I had just returned from having seen the new home my oldest daughter was looking to buy.

She wanted me to look at it because I have enough contracting experience to know about the structure of a home and the mechanical systems. I assure you, it wasn’t because of my decorating skills!

She’s also wise enough to know that I’m now too old and too lazy to be much help with actual work and only really good at giving sound advice.

The place frankly fit the real estate creed of “Location, location, location.” It’s an upcoming area of a major metropolitan city, and she’s smart enough to know that this is closer to the bottom in the housing market than the top.

Unfortunately, the real bargains still require some work. And this place will be needing plenty!

The heating and cooling system is probably 30 years old. The kitchen and bathrooms are current - if you think 1960 is current. Beyond that, there’s still much more work to do. The good news is the structure, which is 8-inch solid brick, is in good condition and the walls, ceiling and real wood floors are in great shape.

So my words of wisdom to her were, “Find yourself a great contractor and develop a good working relationship because you’re going to be working together for quite awhile.”

Here are the top 10 tips I shared with her on how to qualify a good contractor.

1.Do an Internet search on the owner and the company and see what comes up - good and bad. You want to see testimonials from customers who are just like you.

2.Try to get referrals from your friends and family who have had a good experience working with a contractor in the last two to three years. I say two to three years because things change fast.

3.Make sure contractors are licensed to work where you live so you’re covered if and when permits need to be pulled. You don’t want to be scrambling when your job is stopped in the middle of construction.

4.Make sure they’re insured for at least workers’ compensation and that they have a certificate of liability.

5.Set a budget range for the project and know going into it that things come up and choices need to be made. I recommend you figure it’ll cost more money and take longer. If it doesn’t, you’re way ahead of the game.

6.Set up installment payments that give the contractor an incentive to stay on track and to hit objective goals and have a clear completion date. For example: 25 percent upon signing; 25 percent on rip out; 25 percent on install; and 25 percent on completion and inspection (as necessary) - all done by March 31, 2011.

7.Make sure you pick three contractors to bid the job and let them know it’s only going to be three and not 30 bidding. You also want them to know that everyone coming to give a price has been by recommendation. Also, let them know a budget range but keep it about 10 percent less than your walk-away price.

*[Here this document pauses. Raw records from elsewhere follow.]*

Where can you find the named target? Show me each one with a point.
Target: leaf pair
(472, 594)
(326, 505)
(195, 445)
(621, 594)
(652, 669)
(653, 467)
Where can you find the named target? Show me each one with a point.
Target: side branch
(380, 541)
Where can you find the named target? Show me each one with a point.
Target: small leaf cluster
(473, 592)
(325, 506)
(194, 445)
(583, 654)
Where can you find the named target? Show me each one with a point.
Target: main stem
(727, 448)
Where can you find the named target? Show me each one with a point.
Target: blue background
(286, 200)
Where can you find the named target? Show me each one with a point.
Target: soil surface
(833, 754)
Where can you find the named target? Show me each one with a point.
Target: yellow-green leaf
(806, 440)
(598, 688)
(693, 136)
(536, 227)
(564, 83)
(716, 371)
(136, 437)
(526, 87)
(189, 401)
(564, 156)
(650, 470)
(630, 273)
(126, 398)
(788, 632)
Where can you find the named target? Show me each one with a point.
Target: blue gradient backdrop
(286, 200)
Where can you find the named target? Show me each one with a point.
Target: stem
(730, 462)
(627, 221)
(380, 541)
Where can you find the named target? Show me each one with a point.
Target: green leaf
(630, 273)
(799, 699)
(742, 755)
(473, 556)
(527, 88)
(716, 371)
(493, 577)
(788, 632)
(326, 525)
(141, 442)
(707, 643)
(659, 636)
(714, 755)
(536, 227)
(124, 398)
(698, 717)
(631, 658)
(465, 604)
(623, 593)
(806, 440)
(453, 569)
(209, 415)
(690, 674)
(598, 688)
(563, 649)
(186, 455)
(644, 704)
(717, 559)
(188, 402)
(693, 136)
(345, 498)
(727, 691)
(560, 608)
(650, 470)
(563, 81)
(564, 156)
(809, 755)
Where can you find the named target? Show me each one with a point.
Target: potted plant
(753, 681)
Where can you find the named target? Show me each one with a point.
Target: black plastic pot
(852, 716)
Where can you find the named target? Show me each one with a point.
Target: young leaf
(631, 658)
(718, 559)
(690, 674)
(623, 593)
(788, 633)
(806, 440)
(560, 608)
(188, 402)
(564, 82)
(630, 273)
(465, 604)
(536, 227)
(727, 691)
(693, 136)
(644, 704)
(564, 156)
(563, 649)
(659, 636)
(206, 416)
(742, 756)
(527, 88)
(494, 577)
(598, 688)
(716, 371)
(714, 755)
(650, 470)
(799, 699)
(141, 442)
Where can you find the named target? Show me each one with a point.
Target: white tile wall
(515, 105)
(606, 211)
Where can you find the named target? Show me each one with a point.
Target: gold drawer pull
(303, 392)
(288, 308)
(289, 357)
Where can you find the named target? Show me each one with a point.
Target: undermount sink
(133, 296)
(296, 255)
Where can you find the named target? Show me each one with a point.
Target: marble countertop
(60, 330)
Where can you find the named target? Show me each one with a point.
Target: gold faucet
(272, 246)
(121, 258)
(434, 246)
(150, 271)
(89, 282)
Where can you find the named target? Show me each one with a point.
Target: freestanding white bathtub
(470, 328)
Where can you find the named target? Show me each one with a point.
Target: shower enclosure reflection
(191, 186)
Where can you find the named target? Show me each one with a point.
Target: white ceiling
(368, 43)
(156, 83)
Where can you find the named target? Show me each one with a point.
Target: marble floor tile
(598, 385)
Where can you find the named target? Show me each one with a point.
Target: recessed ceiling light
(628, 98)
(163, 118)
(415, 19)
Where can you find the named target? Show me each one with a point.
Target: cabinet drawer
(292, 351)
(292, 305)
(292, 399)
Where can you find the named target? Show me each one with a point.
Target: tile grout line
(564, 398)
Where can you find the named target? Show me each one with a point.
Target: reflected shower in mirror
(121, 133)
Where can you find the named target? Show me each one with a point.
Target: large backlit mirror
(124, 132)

8.Have them price up all the options within your budget goals so you can say yes to what you really need and see if the budget allows for what you’d also really like.

9.Try to let the contractor buy all the materials because that keeps you from being stuck in the middle when something goes wrong. What I mean by that is the place that sold you the materials blames the contractor and the contractor blames the place that sold the materials. If need be, go to the supplier with them so you know what choices you have.

10.Make sure you have a clear understanding of what contractors will and won’t guarantee and for how long.

Why did I share this with you, the contractor?

The contractors I work with have been trained to be the prospect’s “expert advisor.” They’re sincerely interested in helping customers have a successful contracting experience even if they don’t happen to be chosen.

They also have worked with me long enough to be able to successfully address each and every one of the previous items in a positive way. They even have testimonials from their customers who say the things that address these items and give the third-party stamp of approval. That’s why, in general, they are able to ask for more money and get it more than the average contractor they compete with.

My clients love this idea so much they’ve included it on their Web sites and in all of their sales materials.

So if you want to make more profit, get yourself in position to address these top 10 issues (and customize it to fit you better). You should be able to back up your answers with customer testimonials that give validity to why you should be customers’ “contractor of choice.”